We all know that what gets counted counts, but what do you do when you know the wrong things are getting counted (i.e., measured)?

First, we need to really understand why what gets counted counts. What gets counted tends to convey a level of importance. Yet some of the things deemed most important to us and our organizations tend not to be counted or valued. This is important because depending on what you count, you will use your resources to create the conditions to count those things––making them the most important things over time. It is a question of seeing & hearing. You want to see the things you can count, or hear about them, so you can report them and prove success.Let’s look at an example with churches. For many churches, the thing we count tends to be attendance. We measure attendance and growth, and then we tend to put all of our resources into creating something people can attend. The issue here is that measuring attendance doesn’t speak to the impact of making disciples or loving our neighbors. Instead, it assumes that those other impacts (making disciples/loving neighbors) will simply happen if people come to church. This can be a risky assumption to operate on when you allocate funds and resources to an unmeasured, and therefore unknown, outcome.

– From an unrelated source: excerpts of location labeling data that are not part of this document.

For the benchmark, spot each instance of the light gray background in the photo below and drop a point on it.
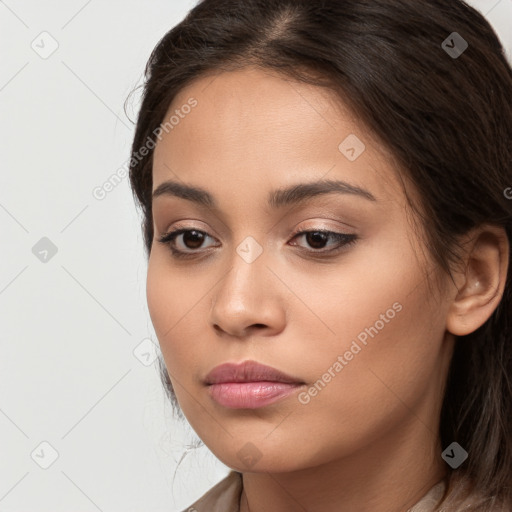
(73, 327)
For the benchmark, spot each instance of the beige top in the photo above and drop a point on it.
(225, 497)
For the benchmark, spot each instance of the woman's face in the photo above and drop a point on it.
(355, 324)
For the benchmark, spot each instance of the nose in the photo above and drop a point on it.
(249, 300)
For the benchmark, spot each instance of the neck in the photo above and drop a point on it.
(382, 477)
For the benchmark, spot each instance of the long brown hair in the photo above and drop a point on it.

Let’s look at another example with countries. For countries, we tend to measure the Gross Domestic Product (GDP) to tell us how an economy is performing. While this measurement is important, it focuses primarily on growth and not thriving of a population. In an article written for Scientific America in August of 2020, Professor Joseph E. Stiglitz writes, “The GDP measures market output: the monetary value of all the goods and services produced in an economy during a given period, usually a year. ... It does not even measure crucial aspects of the economy such as its sustainability: whether or not it is headed for a crash.” This measurement also tells us nothing about how the market output does or does not correlate to people’s well-being. (For more on this, check out Kate Rayworth, Donut Economics). These examples can bring pause for concern and invite the questions: Are we measuring the wrong things? Are we measuring what truly matters to us? Once you start to realize you might be measuring the wrong things, what do you do?

Slow Down

The first thing to do is to look at why you are measuring what you are measuring. Then ask, is this telling you anything about the change you want to see through your work? Is it helping you see what is working or not working? Is it helping you make better decisions? What do you really want to know about the impact of your programs or work? You have to create the time and space to explore and ask these questions.

Get Specific

Be really clear in understanding the problem you are seeking to solve, or about the change you are hoping to make, and why it matters. We ask people to answer the following question:  What is the change you want to make, or the transformation you want to see in either people, a place, policy or systems.  Once you answer that question, then the impact you are trying to have will be easier to articulate. Once you can articulate your desired impact, you will have a better sense of what you want to measure.

Understand Your Stakeholders

Understand who is asking you to measure what and why. What do others want to know about your impact? Are they invested in your impact, and if so, why? Being clear about who is investing in the impact and what they want to see is crucial. Often it is the misunderstanding with stakeholders that creates the misalignment of measurement. If your stakeholders ask you to measure something that you think is irrelevant, make a case for measuring a different way. If you have gotten clear about the problem you want to solve, that should help you make a case for measuring differently.

Articulate the Theory of Change

A theory of change helps you to understand and convey the way a program works. Once you understand the change you want to make, ask, “how will that change happen?” What is the process to get to that change? What are the means to that impact? The answers to these questions will become your theory of change. When you have gotten to this point, you can then play out and test your assumptions about how it contributes to social change. Articulating your theory of change can also help stakeholders and funders hold out and give things time to work, and you can start looking for early signs of impact.

Give It Time—But Communicate Early and Often.

Impact doesn’t happen overnight. Value the early signs of change; the green shoots that come out of the ground in early spring point to the fact that blooms will come. The frost might get them first, but you have a reason to be hopeful. Tell the story of the green shoots, and if the frost does come, tell that story, too.